The update from the Two Ridings foundation, which is allocating the grants from  the York Flood Appeal, has still not appeared on their web site .

The organisation promised that it would be published earlier in the week.

 

Discussion starts on grant funding of Community Centres in York

 

The report on how part of the grants for local Community Centres could be reinstated has been published.

Sanderson House community centre

Sanderson House community centre

The centres affected are located in Foxwood, Chapelfields, Bell Farm and Heworth.

A fifth – the Burton Stone Centre – was to have been sold off to a third party operator but this has fallen through. It continues – at least for the moment – to be run by Council employees, but without a volunteer user committee.

The Community Centres running cost grants (which totalled £140,000 in 2013) were stopped last year by the then Labour run Council.

It had been hoped that the new Council, having made £70,000 available to support the centres when it met in July, would allow for the reinstatement of some caretaker roles.

In turn this would have allowed the centres – which otherwise depend entirely on volunteers –  to increase their opening hours.

A report to a meeting taking place next week offers three choices for the use of the funding.  They are:

  1. The Council could retain the £70k budget with no direct grant funding to the voluntary management committees. The budget would be used to maintain the condition of the five premises enabling funds to be directed to those buildings which have the greatest identified repair and maintenance requirements.
  2. The Council could split the £70k equally across the five centres, offering them a £14k direct grant each.
  3. A combination of options A and B to provide some direct grants, whilst retaining some of the budget for the Council to contribute to the repair and maintenance liabilities. A sinking fund would also be established to allow a planned approach to asset replacement.

Option (c) would reinstate only a £4000 a year grant to each of the five centres. See below for details

Foxwood Community Centre propsed grants

The rest would be syphoned off to pay for maintenance work at the buildings which are still owned by the Council.  As landlord the Council would be responsible for these repairs anyway.

There is a suggestion that an “apprentice” be appointed   – at a cost of £10,000 – to monitor the project.

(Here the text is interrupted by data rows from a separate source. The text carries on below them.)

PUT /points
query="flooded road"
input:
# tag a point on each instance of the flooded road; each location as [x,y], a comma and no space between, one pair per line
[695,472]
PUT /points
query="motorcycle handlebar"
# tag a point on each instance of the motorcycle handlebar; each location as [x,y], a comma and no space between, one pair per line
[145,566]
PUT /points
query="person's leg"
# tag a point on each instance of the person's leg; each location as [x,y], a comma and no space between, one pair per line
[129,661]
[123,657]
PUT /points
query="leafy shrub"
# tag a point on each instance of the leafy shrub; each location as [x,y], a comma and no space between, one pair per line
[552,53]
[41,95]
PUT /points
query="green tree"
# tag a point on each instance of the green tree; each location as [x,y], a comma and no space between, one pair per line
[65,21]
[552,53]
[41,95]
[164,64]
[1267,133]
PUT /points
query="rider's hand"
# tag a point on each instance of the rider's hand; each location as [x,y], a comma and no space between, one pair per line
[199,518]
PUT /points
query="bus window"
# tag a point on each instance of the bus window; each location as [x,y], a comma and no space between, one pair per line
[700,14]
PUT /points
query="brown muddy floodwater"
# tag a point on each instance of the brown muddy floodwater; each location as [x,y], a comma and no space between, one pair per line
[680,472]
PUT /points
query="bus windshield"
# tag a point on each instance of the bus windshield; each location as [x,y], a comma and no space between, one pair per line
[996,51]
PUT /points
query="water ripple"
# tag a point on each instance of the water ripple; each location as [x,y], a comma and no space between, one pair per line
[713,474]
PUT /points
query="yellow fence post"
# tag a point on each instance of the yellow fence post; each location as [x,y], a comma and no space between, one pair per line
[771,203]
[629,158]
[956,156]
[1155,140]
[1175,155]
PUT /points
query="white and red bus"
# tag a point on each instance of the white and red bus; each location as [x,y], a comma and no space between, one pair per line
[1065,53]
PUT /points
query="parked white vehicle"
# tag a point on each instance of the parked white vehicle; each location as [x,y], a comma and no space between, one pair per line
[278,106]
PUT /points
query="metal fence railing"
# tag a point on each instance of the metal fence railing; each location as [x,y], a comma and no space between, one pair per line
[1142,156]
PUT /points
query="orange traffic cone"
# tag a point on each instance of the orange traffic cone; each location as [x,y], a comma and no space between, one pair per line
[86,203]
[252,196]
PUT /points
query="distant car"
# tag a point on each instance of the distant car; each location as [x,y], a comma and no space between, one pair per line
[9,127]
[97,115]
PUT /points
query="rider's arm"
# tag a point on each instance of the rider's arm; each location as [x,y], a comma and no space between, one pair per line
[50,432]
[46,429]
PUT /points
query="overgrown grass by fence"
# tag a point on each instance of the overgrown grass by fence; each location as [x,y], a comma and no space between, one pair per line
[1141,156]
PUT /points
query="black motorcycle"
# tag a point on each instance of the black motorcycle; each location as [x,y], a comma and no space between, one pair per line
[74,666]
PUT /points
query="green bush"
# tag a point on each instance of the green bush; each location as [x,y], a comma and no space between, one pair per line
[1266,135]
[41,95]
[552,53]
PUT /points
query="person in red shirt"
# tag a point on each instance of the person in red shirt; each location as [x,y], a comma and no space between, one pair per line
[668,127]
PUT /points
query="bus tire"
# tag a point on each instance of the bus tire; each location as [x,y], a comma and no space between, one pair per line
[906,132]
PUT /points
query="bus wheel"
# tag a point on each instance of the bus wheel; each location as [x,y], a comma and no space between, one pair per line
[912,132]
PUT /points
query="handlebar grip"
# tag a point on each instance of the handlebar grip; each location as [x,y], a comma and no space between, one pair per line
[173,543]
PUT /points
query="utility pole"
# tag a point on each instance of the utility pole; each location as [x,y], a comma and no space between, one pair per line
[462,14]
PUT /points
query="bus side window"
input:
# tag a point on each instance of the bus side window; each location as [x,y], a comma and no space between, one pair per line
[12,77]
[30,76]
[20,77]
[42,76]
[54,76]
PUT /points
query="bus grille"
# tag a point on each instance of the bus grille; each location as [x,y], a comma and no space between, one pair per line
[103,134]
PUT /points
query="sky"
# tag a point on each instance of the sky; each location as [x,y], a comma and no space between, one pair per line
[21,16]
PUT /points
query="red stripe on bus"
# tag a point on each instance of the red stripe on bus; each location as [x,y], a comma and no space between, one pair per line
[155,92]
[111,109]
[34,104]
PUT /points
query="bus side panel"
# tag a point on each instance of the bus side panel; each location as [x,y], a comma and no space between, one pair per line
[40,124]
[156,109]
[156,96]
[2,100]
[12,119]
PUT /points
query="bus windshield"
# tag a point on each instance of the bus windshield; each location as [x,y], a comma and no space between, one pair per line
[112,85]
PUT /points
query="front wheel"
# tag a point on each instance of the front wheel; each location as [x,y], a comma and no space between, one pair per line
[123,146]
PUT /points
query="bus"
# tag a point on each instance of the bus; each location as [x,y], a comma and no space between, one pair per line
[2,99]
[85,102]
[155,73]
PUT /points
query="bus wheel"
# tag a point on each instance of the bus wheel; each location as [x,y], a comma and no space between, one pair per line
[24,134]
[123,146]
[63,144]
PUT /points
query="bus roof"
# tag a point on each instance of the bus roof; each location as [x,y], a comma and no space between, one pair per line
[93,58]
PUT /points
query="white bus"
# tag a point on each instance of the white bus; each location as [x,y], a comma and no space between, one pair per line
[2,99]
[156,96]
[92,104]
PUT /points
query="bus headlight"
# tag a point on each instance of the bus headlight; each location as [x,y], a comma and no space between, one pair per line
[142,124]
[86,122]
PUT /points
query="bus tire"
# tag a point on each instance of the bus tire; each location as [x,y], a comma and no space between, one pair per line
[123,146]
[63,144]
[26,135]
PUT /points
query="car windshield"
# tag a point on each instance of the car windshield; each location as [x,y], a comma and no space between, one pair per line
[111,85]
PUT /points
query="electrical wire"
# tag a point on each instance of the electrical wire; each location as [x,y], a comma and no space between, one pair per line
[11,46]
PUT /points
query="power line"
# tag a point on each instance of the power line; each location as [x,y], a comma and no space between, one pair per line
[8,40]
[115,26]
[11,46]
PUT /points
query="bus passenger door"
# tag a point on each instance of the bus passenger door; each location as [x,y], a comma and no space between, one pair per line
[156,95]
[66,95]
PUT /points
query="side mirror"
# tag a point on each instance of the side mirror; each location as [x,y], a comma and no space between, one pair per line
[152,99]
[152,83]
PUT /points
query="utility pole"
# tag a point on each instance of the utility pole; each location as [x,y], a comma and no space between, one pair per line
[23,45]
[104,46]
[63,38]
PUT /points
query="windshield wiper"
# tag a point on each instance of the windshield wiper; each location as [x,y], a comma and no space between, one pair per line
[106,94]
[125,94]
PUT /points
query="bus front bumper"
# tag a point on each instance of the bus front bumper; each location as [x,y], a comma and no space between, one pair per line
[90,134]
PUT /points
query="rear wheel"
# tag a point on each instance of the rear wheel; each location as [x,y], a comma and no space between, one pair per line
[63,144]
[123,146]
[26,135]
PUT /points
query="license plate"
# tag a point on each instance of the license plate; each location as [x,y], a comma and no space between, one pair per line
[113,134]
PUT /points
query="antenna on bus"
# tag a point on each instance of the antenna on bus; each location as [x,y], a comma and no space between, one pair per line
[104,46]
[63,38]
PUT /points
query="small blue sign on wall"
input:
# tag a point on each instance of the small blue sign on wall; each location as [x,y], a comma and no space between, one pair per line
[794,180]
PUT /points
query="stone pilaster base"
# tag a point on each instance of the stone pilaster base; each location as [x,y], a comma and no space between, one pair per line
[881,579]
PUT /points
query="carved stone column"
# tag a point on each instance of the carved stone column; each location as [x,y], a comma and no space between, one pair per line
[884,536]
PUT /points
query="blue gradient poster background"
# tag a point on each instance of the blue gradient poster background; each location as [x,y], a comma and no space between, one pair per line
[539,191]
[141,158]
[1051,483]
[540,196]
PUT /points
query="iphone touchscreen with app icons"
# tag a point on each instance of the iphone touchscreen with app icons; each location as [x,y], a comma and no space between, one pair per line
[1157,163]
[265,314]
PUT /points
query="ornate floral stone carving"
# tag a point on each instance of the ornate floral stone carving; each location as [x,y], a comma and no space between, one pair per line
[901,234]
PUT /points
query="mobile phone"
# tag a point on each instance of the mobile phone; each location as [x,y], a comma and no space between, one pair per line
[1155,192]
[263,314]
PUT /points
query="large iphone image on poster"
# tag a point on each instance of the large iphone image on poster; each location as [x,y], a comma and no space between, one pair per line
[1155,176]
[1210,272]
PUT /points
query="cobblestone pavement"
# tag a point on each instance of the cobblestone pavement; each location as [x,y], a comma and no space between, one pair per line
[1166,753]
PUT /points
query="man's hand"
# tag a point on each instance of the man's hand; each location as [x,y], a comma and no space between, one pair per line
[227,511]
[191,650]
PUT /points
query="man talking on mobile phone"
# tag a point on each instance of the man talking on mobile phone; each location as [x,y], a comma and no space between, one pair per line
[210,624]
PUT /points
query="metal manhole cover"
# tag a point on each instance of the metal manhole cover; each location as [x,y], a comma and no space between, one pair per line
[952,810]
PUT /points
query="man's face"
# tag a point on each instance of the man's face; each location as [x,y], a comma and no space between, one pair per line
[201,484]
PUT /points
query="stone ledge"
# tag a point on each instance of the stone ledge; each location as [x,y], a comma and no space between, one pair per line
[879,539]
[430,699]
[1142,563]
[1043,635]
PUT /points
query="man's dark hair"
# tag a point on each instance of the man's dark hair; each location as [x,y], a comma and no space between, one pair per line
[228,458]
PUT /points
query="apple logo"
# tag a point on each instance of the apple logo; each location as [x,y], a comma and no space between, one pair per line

Some people already feel that there has been too much interfering by Council officials in the work of the voluntary committees which work tirelessly to run the centres. Officials seem to want to weigh volunteers down with “service level agreements” and commitments which are simply too onerous for spare time volunteers to feel comfortable with.

We hope that “no strings” grants of at least £20,000 a year can be agreed for each centre. To allow for forward planning they should be guaranteed for the duration of at least the present Council (i.e. until 2019)

A decision on the grants will be taken at a meeting on Thursday, 3rd December, 2015 4.30 pm at West Offices. Residents may make written representations to the meeting and/or may register to attend in person and speak. (Telephone – (01904) 552062 Email laura.bootland@york.gov.uk)

Delay over Community Centre funding plans

One of the key policies of the new coalition Council was the restoration of grants to Council owned Community Centres.

Foxwood Community Centre

Foxwood Community Centre

The centres (Foxwood, Chapelfields, Bell Farm, Heworth and Burton Stone/Clifton) lost their grants under the last Labour administration and there were fears that some would close.

In July the new Council identified £70,000 to help underpin the centres. The voluntary groups currently running the centres have managed to kept them open until now.

The Council had been expected to allocate the total budget to individual centres on 14th September but unexplained delays have dogged the process since then.

Now it appears that the Councils Environment Executive member (Andrew Waller) has been debarred from making the decision which had been scheduled to be taken in November.

Instead Deputy Council Leader Keith Aspden will agree the allocations on 3rd December.

The is still hoped is that enough money will be made available to allow a part time caretaker to be appointed at both the Foxwood and Chapelfields centres.